Ogni azienda italiana deve poter dimostrare quante ore lavorano le persone che ha in organico. Lo chiedono la legge, i contratti collettivi e, sempre più spesso, gli stessi dipendenti, che vogliono vedere riconosciuti straordinari, permessi e recuperi con numeri chiari alla mano. Fin qui, nessuna sorpresa.
Il dubbio nasce quando cerchi lo strumento giusto. Basta chiedere un preventivo per un sistema di rilevazione presenze e, quasi sempre, la prima proposta che arriva è un lettore di impronte digitali da montare all’ingresso, oppure un piccolo terminale con riconoscimento facciale. Sembra la soluzione più moderna e la più difficile da aggirare: nessuno può timbrare al posto di un collega.
Poi però iniziano le domande. Qualcuno in azienda chiede dove finiscono quelle impronte e chi le custodisce. Il consulente del lavoro accenna al GDPR. Leggi che il Garante per la protezione dei dati personali ha sanzionato imprese che usavano esattamente quei dispositivi. E ti ritrovi a gestire una questione legale complessa quando volevi soltanto sapere a che ora è arrivato il tuo magazziniere.
La notizia migliore è che la strada più semplice esiste, ed è anche la più solida dal punto di vista normativo. Puoi registrare le presenze in modo preciso, verificabile e accettato dal tuo team senza raccogliere nemmeno un dato biometrico. In questo articolo vediamo che cosa prevede davvero la normativa italiana, quali alternative hai a disposizione, quanto ti costano in termini di tempo e di denaro e come scegliere il sistema più adatto a un’impresa di cinque, venti o cinquanta persone.

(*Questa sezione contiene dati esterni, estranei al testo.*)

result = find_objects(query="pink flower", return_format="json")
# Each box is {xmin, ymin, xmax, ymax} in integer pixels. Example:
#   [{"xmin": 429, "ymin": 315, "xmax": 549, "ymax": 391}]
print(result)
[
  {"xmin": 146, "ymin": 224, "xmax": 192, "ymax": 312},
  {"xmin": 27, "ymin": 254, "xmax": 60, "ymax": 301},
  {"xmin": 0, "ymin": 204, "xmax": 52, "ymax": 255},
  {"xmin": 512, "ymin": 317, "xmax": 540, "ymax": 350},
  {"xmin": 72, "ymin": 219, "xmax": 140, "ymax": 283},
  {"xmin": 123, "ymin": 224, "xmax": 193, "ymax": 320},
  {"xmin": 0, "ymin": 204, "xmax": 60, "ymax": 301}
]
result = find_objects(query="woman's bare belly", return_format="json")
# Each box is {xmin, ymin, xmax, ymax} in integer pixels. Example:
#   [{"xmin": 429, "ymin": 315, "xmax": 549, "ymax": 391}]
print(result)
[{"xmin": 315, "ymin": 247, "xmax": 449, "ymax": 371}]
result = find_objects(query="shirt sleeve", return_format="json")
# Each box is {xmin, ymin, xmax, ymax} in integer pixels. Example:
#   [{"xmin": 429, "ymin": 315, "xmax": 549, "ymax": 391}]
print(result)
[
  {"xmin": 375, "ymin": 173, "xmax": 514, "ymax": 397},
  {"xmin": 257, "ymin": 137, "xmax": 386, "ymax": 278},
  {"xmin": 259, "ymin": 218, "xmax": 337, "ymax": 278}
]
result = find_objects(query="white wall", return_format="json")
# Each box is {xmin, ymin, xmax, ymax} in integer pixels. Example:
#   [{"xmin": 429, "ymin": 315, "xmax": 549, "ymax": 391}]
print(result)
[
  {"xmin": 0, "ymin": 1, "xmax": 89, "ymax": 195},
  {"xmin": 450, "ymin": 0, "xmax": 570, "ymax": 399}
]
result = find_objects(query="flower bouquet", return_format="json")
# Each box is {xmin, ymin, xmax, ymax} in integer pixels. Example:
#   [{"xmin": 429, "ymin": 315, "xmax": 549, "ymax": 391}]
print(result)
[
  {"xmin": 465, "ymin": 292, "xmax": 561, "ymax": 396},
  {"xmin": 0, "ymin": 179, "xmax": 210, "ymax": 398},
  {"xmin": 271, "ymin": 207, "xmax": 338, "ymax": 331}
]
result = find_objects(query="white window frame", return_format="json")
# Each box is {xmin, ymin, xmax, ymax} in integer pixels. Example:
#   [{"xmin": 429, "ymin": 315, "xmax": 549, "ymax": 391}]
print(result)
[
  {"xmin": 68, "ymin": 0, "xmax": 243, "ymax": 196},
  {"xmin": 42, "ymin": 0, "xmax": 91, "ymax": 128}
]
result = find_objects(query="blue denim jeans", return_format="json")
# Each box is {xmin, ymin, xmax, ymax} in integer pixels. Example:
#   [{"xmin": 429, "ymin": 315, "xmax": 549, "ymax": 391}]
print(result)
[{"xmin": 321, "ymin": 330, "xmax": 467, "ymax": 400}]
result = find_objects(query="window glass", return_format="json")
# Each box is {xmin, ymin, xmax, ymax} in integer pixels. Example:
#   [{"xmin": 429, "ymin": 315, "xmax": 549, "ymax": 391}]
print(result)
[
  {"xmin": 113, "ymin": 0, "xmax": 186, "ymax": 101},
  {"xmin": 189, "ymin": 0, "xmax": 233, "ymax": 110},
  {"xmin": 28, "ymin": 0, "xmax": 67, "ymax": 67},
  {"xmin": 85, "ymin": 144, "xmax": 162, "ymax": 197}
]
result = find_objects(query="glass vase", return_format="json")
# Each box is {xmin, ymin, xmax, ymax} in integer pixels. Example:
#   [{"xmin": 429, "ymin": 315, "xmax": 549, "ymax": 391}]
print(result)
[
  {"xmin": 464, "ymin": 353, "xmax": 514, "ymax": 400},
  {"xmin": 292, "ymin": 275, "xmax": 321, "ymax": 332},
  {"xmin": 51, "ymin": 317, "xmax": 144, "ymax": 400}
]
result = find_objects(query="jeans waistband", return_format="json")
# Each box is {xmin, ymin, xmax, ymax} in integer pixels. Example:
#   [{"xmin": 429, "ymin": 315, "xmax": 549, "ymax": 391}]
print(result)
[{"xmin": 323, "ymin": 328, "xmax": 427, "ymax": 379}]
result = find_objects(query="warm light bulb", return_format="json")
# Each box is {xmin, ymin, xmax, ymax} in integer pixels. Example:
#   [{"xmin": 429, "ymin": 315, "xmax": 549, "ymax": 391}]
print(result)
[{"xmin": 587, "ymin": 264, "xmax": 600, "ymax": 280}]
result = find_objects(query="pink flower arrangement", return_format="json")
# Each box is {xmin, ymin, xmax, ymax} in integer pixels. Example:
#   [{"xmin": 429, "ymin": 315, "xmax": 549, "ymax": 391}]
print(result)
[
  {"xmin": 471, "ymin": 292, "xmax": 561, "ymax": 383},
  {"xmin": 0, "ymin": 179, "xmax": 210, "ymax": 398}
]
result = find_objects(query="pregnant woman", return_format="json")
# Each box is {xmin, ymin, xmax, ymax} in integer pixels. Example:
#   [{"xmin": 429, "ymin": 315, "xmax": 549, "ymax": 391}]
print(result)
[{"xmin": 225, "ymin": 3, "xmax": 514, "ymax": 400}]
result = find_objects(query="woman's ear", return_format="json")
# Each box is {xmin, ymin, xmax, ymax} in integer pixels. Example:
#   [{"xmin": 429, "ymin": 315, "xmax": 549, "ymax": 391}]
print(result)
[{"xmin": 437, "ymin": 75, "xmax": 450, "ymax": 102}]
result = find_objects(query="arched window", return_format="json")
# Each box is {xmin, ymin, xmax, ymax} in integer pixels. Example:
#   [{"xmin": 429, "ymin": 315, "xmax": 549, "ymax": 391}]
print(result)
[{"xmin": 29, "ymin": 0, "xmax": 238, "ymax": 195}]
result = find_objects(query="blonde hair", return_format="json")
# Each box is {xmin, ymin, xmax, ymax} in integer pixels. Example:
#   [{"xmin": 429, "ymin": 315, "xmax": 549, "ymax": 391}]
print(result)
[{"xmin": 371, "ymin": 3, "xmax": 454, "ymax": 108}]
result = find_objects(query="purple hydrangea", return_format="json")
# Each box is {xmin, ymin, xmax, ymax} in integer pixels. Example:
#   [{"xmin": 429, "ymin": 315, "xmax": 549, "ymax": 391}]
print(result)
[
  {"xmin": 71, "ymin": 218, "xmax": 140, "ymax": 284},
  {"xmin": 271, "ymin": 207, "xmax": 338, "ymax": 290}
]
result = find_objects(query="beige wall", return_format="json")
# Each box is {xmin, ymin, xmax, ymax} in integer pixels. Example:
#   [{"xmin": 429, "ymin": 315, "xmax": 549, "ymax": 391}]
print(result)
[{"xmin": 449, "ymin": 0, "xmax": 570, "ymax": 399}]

Che cosa sono i sistemi biometrici di controllo presenze
Un sistema biometrico è un dispositivo che identifica una persona a partire da una caratteristica del suo corpo. Nel controllo presenze le due tecnologie più diffuse sono il lettore di impronte digitali, che analizza i disegni dei polpastrelli, e il riconoscimento facciale, che misura la geometria del volto. Esistono anche varianti che leggono la geometria della mano, l’iride o il timbro della voce, più rare nelle piccole imprese.
Il funzionamento è meno misterioso di quanto sembri. Il terminale non conserva una fotografia del dito o del viso: ricava dall’immagine una serie di punti caratteristici e li trasforma in un modello matematico, chiamato template, che viene confrontato a ogni timbratura. Il risultato è comodo, perché la persona non deve ricordarsi nulla, e apparentemente inattaccabile, perché quel modello appartiene a lei sola.
Proprio questa unicità, però, è ciò che rende i dati biometrici diversi da tutti gli altri. Una password si cambia in trenta secondi, un badge smarrito si disattiva e se ne stampa un altro. Un’impronta digitale, invece, accompagna una persona per tutta la vita: se il database in cui è conservata viene violato, non esiste modo di sostituirla. È una responsabilità che resta in capo all’azienda anche dopo la fine del rapporto di lavoro.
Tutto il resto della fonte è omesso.